Maersk strategic expansion shows that other service providers are crowded out the in logistics supply chain, especially the freight forwarding industry.

07 Jan 2022

By Arthur Chen     Photo by Johan Taljaard 

If giant shipping companies monopolize the logistics supply chain, they may barely provide enough services to the world's large cargo owners, at the expense of most small and medium cargo owners and logistics providers.

For a long time, freight forwarders have been skeptical of Maersk's business strategy to become a global container logistics integrator, because this will make Maersk a direct competitor of freight forwarders, trucks, warehouses, and even customs brokers. In mid-December, rumors spread in the freight market that Maersk and its subsidiary Hamburg Süd planned to skip its freight forwarders from January 1st and directly trade with cargo owners. It has recently been reported that Maersk has taken action to appease freight forwarders who worry that their business will no longer be accepted from January 1st. According to market rumors, the world's largest ocean carrier plans to abandon some of the "Name account" contracts with freight forwarders, and instead trade directly with cargo owners. "Name account" refers to the contracts in which the freight forwarder discloses the identity of the customers to the shipping lines to obtain the discount rate applicable to such clients. The reduction in "Name account" contracts will force these freight forwarders and their customers to enter the real-time market. Compared with before the outbreak in 2019, the current freight rates on trans-Pacific and Asia-Europe trade routes are almost 9 times higher. Ironically, Maersk said in a statement in Dec that the tradition of cooperating with freight forwarders will continue, and freight forwarder business is one of the largest customer group. The statement is a direct response to the concerns expressed by freight forwarders.

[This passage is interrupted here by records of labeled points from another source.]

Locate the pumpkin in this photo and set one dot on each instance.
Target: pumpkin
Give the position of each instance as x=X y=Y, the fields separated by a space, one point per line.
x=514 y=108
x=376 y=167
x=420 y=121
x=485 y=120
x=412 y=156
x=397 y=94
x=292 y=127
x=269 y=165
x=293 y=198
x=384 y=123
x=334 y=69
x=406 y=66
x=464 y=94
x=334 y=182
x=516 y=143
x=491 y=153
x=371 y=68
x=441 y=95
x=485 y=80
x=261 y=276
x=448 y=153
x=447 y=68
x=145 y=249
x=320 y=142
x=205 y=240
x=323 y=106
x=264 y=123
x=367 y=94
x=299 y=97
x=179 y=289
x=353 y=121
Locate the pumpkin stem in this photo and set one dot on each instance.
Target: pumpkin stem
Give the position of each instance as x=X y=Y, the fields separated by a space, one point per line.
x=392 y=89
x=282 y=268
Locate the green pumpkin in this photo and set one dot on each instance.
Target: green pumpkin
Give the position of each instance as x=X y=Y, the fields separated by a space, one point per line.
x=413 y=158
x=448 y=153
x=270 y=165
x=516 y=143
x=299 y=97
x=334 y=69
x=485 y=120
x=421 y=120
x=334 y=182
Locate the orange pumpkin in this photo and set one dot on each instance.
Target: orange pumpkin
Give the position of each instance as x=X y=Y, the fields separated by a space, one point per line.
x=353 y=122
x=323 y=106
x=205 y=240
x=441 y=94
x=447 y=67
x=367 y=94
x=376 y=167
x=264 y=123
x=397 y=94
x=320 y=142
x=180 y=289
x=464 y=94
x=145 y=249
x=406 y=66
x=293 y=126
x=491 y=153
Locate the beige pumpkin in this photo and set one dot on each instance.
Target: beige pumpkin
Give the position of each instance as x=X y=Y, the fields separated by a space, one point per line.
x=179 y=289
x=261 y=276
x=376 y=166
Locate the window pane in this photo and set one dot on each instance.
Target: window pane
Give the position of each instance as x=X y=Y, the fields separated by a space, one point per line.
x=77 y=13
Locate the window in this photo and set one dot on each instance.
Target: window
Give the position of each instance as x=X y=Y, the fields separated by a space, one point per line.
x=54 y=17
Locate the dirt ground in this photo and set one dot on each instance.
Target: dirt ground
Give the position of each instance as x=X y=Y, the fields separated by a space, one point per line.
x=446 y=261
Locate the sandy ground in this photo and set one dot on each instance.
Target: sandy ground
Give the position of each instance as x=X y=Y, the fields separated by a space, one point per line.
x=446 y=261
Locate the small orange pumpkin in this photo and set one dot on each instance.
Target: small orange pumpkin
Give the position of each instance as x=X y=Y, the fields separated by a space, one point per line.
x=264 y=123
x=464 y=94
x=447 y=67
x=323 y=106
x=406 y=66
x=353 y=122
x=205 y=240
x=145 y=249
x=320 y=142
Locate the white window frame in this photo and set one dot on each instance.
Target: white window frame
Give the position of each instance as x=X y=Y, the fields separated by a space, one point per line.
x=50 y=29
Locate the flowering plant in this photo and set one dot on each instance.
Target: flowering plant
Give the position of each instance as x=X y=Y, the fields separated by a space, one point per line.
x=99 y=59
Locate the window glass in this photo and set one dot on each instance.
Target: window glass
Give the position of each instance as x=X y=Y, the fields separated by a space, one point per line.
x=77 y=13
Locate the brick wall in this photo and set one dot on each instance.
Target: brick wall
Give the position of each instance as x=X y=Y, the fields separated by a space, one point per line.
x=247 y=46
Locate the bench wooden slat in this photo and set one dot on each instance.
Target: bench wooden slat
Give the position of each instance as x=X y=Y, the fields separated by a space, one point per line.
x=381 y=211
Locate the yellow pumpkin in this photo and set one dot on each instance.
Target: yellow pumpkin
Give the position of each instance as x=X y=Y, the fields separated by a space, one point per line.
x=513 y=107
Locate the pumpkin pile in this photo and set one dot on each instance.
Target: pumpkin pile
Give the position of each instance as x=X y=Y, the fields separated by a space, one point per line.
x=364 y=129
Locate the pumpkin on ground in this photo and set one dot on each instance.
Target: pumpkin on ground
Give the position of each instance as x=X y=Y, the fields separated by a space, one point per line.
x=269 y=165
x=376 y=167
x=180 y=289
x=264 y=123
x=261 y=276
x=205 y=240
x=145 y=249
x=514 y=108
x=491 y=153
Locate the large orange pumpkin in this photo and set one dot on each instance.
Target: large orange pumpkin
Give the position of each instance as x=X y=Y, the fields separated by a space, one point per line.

However, the European Association of Freight, Transport, Logistics and Customs Services (CLECAT) is very worried about Maersk’s strategic expansion. They announced that they will stop services from Maersk’s contracts with certain freight forwarders to support direct shippers and investigate whether they violate EU competition laws. . Nicolette van der Jagt, the general manager of CLECAT, pointed out that - “Maersk’s direct provision of integrated services to shippers is not new. This is a business decision chosen by Maersk. But this recent development is clearly an attempt to marginalize freight forwarding. According to Maersk It’s strategic intention that unless freight forwarders venture into the unfavorable real-time market, they will not be able to obtain space for cargo in the new policy. We are reviewing whether this move is in compliance with EU competition law." 

However, Maersk bluntly pointed out that the demand for “Maersk Spot” is growing rapidly, which shows that the market believes that the platform is a more efficient way than currently used. Maersk Spot is an online platform for freight forwarders that provides real-time quotes and reservations. He also said that the traditional contract model with freight forwarders has been plagued by a series of inefficiencies for many years. Insisting that “Maersk Spot” is a modern and digital business model that provides their freight customers with a very effective way of doing business. The overall impression they get from customer feedback is that customers who use the Maersk Spot platform enjoy very high customer satisfaction.

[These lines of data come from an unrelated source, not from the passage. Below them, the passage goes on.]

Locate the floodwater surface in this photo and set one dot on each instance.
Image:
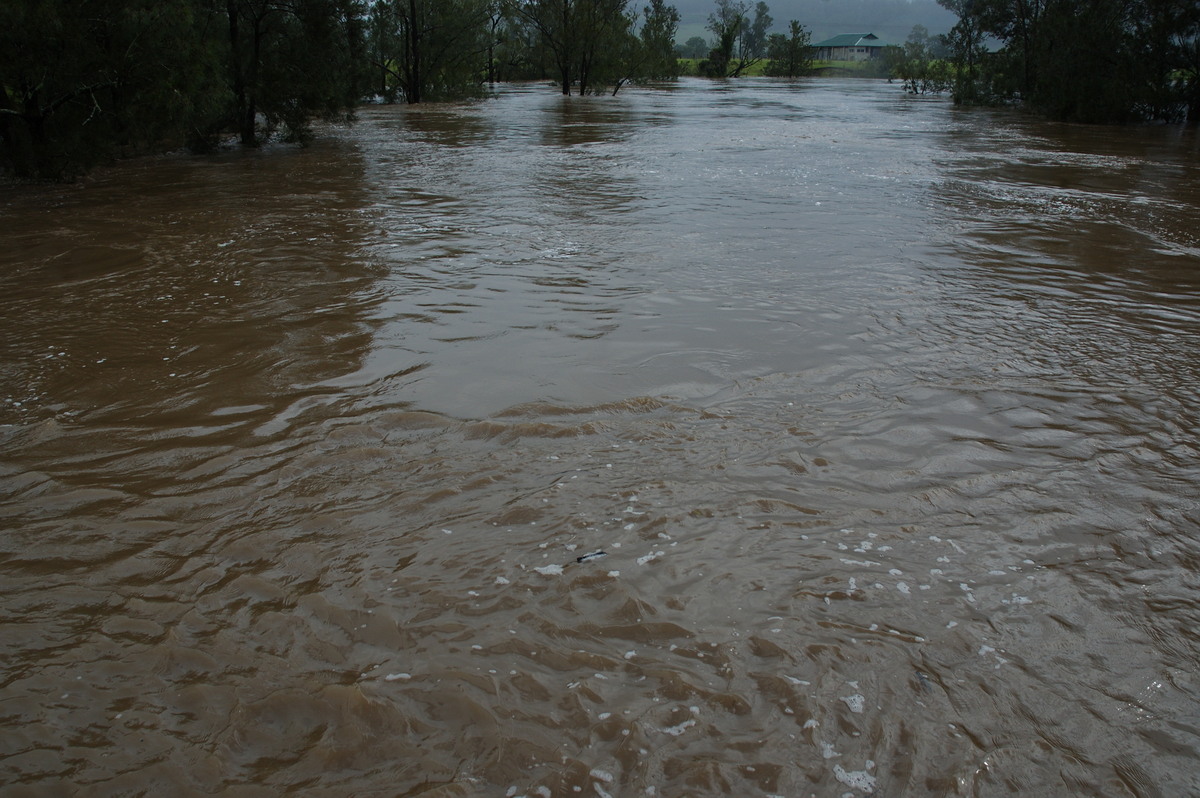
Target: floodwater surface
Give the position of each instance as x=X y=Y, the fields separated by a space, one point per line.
x=759 y=438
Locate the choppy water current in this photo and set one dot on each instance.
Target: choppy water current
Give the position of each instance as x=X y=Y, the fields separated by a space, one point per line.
x=748 y=439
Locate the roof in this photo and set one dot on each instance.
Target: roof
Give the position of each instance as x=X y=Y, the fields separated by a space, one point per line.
x=852 y=40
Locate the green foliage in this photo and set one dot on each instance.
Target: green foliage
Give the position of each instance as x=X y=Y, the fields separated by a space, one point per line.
x=87 y=81
x=597 y=46
x=84 y=81
x=1095 y=61
x=790 y=55
x=741 y=40
x=432 y=49
x=694 y=48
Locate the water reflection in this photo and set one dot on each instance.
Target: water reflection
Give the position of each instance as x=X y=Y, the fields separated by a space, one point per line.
x=732 y=439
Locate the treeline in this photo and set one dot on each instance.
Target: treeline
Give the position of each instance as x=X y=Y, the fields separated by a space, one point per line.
x=1079 y=60
x=83 y=81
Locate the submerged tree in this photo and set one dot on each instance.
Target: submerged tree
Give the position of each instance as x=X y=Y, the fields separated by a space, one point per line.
x=597 y=45
x=921 y=63
x=1103 y=60
x=790 y=55
x=83 y=81
x=741 y=39
x=431 y=49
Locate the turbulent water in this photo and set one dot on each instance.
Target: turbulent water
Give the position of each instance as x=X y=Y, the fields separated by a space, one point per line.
x=724 y=439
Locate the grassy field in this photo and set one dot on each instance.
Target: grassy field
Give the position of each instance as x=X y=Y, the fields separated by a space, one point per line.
x=840 y=69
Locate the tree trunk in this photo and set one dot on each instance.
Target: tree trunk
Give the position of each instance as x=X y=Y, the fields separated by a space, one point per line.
x=413 y=95
x=239 y=76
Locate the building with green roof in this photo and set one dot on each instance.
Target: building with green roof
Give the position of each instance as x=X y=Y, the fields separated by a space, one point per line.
x=850 y=47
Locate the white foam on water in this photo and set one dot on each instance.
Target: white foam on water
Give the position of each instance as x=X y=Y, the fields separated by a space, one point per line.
x=855 y=779
x=676 y=731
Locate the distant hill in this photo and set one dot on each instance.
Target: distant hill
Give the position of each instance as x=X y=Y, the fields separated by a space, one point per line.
x=889 y=19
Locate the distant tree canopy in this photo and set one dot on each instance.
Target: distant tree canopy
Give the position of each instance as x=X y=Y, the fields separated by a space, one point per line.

In addition, Maersk is not the only large shipping line hoping to develop its non-maritime business. Throughout 2021, CMA CGM and MSC also spent billions of dollars on acquisitions to improve end-to-end logistics capabilities in Europe, Asia and the Americas. MSC made a US$6.4 billion acquisition offer for the African logistics business of the French Bolloré Group. In addition, an offer to acquire a 67% stake in the Brazilian shipping company Log-In Logistica for US$500 million was also accepted by the company’s board of directors on Wednesday. Maersk acquired Li & Fung Logistics' ICL division for US$3.6 billion. This move will greatly enhance Maersk's capabilities in the fast-growing Asian e-commerce and contract logistics market. CMA CGM acquired 100% of the FMS container terminal at the Port of Los Angeles for US$3.2 billion in early November and expanded its stake in several MSC terminals. CMA ordered four new A350 freighters in November, while Maersk acquired air freight forwarding specialist Senator International and five freighters for US$1 billion, which highlights the importance of air freight in integrated logistics products.

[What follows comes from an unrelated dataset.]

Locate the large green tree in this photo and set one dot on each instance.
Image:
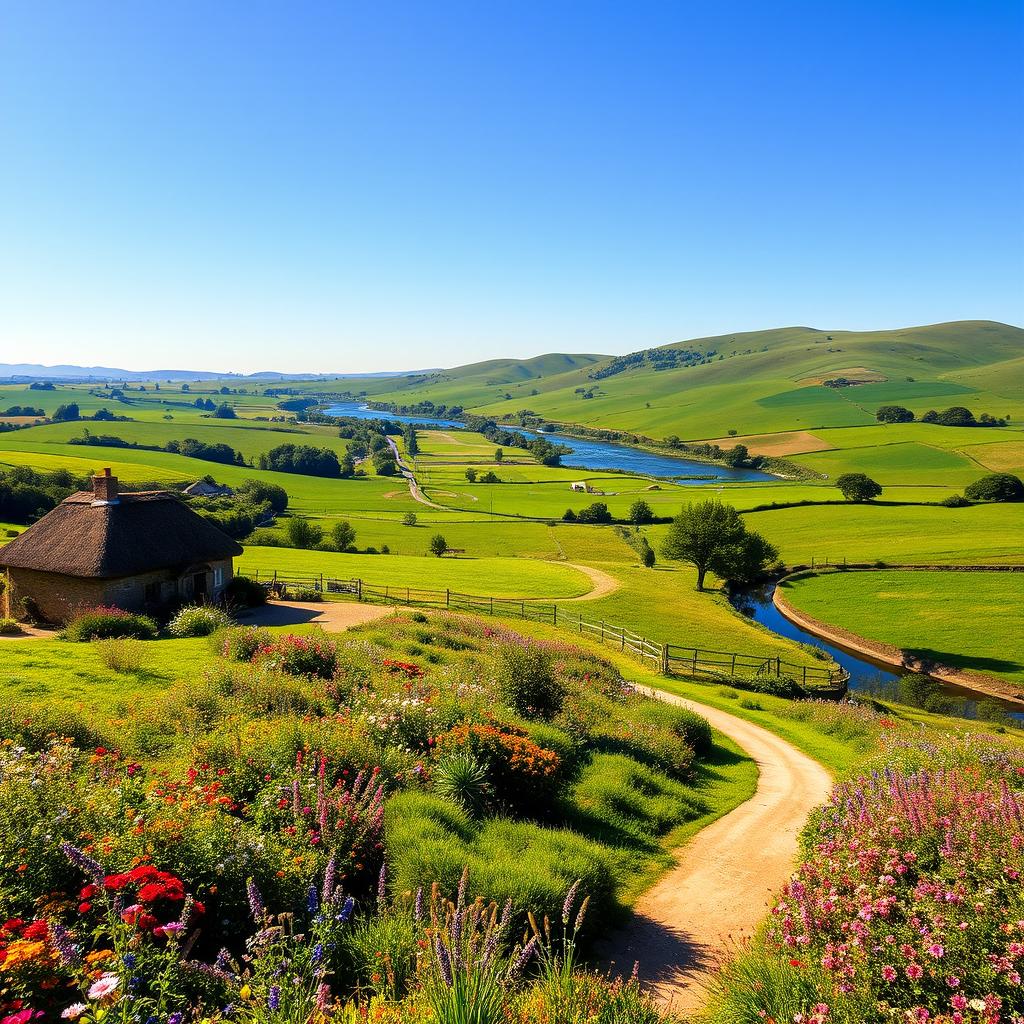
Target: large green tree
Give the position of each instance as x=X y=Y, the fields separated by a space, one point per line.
x=713 y=538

Although there are obvious differences in the practices of these three shipping lines, the overall strategies are similar. CLECAT is not convinced of the integrated route followed by some major shipping lines, and warned that if the entire logistic supply chain is left to a few giant companies, the potential consequences of the market may be serious monopolies. If control is in the hands of a few companies, what will happen to prices and reliability? This should be a warning signal to the European Commission! The most worrying thing is that if the logistics supply chain is completely monopolized by these giant shipping companies in the world, small and medium-sized customers and logistics suppliers will increasingly lose bargaining space and service quality. Shipping lines will only afford focus on serving large-scale cargo owners around the world, and the result will be to narrow down the living space of small and medium-sized companies. Trade fairness and anti-monopoly have always been an important foundation for global trade freedom. Seeing that the strategic attempts of these large European shipping lines clearly monopolize the market direction, the EU should pay more attention to their crowding out effect on other service providers in the logistics supply chain!